Mehdi Ghadanloo is running at Almine Rech until April 6 2023
HYSTERICAL, BERMONDSEY PROJECT SPACE GALLERY, LONDON, UK
The brainchild of photographer, activist, speaker and founder of Cheer Up Luv, Eliza Hatch, and queer, non-binary illustrator Bee Illustrates, Hysterical is a charity exhibition centring women and marginalised genders across a range of creative disciplines. Specifically curated through a feminist lens, the exhibition name borrows from oppressive stereotypes of the “hysterical woman” and subverts its power. Now in its second year, alongside a physical exhibition of artworks focussed on community, activism, and those who uplift the voices of those around them, Hysteria includes zine-making workshops, life drawing classes, panels, and more.
Hysterical is running at the Bermondsey Project Space Gallery from March 15 until March 25 2023
A PERFECT SENTENCE, OLIVER CHANARIN, MUSEUM OF MAKING, DERBY
Photographer Oliver Frank Chanarin spent time during 2022 journeying across the UK and into fringe societies such as suburban fetish groups, carnival troupes, gender activists, and more. Describing the camera as “a tool for social change”, his first UK solo exhibition is fascinating – “a subjective and intimate record of a nation in transition”. Titled A Perfect Sentence, the series of images and resulting exhibition documents a moment in time, Brexit, Covid, and everything in between.
A Perfect Sentence by Oliver Frank Chanarin is running at the Museum of Making in Derby from March 17 – September 3 2023
CHANGING TRACK, P21 GALLERY, LONDON, UK
A group exhibition featuring Samir Laghouati-Rashwan, Randa Maroufi, Rayane Mcirdi, Valentin Noujaïm and Sara Ouhaddou, exploring ideas of daydreaming, change, and im/mobility across video and stained glass works – two mediums that “function through an interplay between light and surface.”
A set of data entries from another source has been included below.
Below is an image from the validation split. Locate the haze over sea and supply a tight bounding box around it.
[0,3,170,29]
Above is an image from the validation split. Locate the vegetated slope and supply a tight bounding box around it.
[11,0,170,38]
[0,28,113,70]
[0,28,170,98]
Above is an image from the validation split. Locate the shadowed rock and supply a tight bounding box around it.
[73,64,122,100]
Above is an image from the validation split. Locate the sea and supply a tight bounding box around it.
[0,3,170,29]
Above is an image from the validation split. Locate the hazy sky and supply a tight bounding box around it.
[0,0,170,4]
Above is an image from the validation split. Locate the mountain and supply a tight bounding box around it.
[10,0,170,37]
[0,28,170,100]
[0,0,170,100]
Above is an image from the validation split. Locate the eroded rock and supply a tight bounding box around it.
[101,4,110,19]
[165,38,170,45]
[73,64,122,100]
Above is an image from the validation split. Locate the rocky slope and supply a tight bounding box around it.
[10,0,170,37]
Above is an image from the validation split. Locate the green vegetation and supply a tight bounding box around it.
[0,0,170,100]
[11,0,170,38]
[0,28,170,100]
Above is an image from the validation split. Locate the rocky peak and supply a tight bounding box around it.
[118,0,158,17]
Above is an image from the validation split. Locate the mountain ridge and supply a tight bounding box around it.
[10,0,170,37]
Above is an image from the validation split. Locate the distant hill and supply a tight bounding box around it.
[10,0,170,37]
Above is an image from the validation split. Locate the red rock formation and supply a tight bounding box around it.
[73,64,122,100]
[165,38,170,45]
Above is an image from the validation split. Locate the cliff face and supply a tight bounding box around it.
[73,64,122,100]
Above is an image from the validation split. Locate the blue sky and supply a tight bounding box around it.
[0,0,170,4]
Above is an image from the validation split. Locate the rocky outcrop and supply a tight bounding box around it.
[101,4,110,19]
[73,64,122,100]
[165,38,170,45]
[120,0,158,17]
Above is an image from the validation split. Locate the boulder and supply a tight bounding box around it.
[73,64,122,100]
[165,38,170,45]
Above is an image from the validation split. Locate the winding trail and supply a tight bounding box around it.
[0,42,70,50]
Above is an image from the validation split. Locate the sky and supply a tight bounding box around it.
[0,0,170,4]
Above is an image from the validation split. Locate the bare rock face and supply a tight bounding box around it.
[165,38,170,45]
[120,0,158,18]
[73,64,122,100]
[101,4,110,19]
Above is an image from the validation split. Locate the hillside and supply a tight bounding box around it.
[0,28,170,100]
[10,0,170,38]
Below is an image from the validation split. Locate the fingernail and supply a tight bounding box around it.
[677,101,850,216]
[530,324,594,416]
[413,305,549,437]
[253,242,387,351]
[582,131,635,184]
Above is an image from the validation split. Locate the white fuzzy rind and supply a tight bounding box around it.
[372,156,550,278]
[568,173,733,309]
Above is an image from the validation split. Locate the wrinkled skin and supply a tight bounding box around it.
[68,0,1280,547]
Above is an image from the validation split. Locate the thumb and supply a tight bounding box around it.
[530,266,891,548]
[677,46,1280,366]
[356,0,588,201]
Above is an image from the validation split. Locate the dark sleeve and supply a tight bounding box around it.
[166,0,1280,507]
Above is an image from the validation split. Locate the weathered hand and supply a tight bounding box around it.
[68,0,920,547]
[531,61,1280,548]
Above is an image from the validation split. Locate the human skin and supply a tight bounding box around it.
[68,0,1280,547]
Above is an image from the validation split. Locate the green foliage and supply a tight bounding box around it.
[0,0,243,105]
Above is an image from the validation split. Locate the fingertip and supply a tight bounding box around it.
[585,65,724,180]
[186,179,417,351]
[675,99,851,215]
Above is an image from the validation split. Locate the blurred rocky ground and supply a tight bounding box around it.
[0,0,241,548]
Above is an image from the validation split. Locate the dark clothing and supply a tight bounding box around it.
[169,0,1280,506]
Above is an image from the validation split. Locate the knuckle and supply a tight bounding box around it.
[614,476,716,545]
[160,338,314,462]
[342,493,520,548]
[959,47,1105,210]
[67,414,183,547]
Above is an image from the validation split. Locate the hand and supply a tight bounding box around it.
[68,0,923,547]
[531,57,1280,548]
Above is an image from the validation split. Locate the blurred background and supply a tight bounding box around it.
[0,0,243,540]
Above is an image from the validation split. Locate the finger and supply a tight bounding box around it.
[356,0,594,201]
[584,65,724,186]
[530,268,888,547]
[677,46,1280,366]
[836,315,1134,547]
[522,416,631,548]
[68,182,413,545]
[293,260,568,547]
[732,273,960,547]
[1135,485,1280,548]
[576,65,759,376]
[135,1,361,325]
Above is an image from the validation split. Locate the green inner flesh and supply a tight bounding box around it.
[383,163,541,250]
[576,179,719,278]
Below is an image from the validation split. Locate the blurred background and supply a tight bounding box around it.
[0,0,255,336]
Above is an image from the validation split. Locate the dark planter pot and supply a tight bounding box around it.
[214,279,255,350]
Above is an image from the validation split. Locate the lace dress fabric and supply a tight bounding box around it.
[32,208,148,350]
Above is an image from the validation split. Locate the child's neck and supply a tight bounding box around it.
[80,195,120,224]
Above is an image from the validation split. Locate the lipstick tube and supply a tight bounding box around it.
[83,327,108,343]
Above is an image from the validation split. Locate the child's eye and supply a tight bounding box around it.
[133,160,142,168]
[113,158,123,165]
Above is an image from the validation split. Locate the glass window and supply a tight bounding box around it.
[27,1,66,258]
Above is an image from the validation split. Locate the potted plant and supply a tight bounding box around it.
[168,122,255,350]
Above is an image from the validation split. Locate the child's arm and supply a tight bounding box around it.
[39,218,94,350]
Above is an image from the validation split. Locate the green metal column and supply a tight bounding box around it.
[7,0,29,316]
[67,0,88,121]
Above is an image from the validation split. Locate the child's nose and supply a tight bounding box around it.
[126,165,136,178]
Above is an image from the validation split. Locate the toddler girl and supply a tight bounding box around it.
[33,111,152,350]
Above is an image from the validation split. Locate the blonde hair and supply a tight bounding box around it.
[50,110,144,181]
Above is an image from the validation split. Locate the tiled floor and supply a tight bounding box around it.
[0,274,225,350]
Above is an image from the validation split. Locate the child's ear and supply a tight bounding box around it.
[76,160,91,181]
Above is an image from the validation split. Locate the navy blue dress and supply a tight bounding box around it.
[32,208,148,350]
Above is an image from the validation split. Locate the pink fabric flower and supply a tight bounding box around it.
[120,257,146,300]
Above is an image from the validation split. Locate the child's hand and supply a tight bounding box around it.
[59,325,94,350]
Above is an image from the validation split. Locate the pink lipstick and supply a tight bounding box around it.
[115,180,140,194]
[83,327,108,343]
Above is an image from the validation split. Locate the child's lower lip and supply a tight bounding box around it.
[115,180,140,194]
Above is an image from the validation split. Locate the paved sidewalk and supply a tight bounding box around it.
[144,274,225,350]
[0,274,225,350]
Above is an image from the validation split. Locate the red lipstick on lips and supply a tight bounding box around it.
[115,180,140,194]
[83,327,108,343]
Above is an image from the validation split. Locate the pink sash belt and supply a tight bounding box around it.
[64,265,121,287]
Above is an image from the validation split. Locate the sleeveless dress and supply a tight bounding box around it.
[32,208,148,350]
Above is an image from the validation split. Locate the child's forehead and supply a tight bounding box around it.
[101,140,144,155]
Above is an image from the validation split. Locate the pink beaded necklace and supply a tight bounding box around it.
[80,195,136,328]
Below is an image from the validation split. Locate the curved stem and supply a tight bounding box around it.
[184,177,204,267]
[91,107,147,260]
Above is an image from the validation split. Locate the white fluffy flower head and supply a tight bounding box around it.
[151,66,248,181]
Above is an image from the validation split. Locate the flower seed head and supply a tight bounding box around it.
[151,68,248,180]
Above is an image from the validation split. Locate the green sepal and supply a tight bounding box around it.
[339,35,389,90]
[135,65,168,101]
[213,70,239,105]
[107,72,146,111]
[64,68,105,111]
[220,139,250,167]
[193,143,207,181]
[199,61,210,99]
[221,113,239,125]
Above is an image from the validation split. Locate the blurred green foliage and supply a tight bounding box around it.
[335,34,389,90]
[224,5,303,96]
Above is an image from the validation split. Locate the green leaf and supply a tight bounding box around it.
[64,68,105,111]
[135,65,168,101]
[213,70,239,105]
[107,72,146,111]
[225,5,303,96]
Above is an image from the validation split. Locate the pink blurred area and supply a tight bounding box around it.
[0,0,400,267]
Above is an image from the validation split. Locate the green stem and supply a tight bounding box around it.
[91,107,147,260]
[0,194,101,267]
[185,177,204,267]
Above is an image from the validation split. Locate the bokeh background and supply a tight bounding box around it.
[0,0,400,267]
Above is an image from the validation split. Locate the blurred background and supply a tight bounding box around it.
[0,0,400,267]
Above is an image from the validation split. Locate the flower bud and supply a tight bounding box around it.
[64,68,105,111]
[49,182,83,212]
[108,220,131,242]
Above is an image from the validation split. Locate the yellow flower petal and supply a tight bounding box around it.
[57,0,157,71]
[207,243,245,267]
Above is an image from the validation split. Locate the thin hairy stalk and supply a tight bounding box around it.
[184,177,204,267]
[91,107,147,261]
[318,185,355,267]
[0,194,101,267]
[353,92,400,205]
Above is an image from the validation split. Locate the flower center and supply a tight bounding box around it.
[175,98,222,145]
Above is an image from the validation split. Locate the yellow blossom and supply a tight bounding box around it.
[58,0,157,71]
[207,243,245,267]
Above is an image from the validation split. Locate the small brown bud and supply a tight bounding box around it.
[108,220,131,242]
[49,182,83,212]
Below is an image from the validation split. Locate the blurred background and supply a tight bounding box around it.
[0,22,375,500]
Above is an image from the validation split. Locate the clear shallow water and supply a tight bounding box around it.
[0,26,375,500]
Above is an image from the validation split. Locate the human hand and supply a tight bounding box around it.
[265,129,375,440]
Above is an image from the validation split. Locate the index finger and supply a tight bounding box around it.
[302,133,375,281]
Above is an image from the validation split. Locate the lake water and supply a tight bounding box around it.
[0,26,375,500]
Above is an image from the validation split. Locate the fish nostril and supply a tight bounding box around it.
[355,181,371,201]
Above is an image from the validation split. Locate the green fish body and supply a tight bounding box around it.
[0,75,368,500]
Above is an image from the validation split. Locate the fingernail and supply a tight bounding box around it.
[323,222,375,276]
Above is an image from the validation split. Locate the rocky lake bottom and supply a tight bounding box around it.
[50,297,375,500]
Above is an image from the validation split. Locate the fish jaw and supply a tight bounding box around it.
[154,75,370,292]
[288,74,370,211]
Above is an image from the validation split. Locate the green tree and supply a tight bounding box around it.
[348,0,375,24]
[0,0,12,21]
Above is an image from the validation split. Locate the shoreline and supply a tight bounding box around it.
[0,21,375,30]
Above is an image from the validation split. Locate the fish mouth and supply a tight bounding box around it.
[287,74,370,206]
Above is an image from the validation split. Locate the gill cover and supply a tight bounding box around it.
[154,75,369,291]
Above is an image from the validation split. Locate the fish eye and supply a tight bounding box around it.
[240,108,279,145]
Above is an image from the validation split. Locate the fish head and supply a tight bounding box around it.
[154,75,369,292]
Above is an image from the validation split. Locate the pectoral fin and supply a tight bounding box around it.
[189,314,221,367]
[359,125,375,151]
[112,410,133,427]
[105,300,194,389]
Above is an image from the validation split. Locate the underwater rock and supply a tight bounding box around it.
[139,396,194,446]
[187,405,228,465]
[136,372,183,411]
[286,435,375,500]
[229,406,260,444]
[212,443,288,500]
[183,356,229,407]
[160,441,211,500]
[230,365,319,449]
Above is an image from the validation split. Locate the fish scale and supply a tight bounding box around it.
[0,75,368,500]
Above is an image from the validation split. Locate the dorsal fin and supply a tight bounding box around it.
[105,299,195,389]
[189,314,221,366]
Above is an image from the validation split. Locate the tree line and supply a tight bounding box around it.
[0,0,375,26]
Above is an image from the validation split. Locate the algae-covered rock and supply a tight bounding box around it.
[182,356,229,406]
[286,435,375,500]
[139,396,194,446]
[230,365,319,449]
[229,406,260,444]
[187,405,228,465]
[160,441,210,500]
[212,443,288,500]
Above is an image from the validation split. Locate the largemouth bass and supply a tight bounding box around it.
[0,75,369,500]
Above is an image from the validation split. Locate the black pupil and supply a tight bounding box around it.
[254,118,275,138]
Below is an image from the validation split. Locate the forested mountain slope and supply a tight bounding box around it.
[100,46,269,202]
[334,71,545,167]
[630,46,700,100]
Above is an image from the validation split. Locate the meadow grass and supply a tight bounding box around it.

Changing Track is running at P21 Gallery until March 25 2023
HYPER FUNCTIONAL, ULTRA HEALTHY, SOMERSET HOUSE, LONDON, UK
For far too long, artists with disabilities have been excluded from the arts and its ensuing conversations. But Somerset House Studios is in the midst of a new programme focussing on disability justice, and artists engaging with health and care, titled Hyper Functional, Ultra Healthy, running throughout this month. Described as a “dynamic series that considers individual and collective health and wellbeing” through a film programme curated by artist, writer, and researcher Jamila Prowse, a panel discussion, performances, and a new commission by American sound artist Christine Sun Kim.
Hyper Functional, Ultra Healthy runs at Somerset House Studio throughout March
WITH Q, DENZIL FORRESTER, STEPHEN FRIEDMAN GALLERY, LONDON,
For four decades, Grenada-born, London-based painter Denzil Forrester has examined Black British culture through his rich documentation and composition of London’s West Indian community in the 1980s, to Jamaica’s reggae and dub club scene. His new show, With Q is a survey of his works on paper from the last 40 years and new paintings. Importantly, the show’s title addresses the racist incident involving a 15-year-old Black British schoolgirl identified as Child Q, who was strip-searched by police in a case that raised (even more) questions about police and their oppression of the Black community.
A 2022 painting titled “Q” places the school girl amidst an empty nightclub, surrounded by three policemen, in parallel to one of Forrester’s best-known works “Three Wicker Men” (1982), created in the wake of his friend Winston Rose’s death in police custody. He first started drawing in nightclubs where he sit, observe, and move charcoal and pastel across the paper in his sketchbook, capturing the scenes he saw, each drawing was started and completed in the length of a record, usually four minutes.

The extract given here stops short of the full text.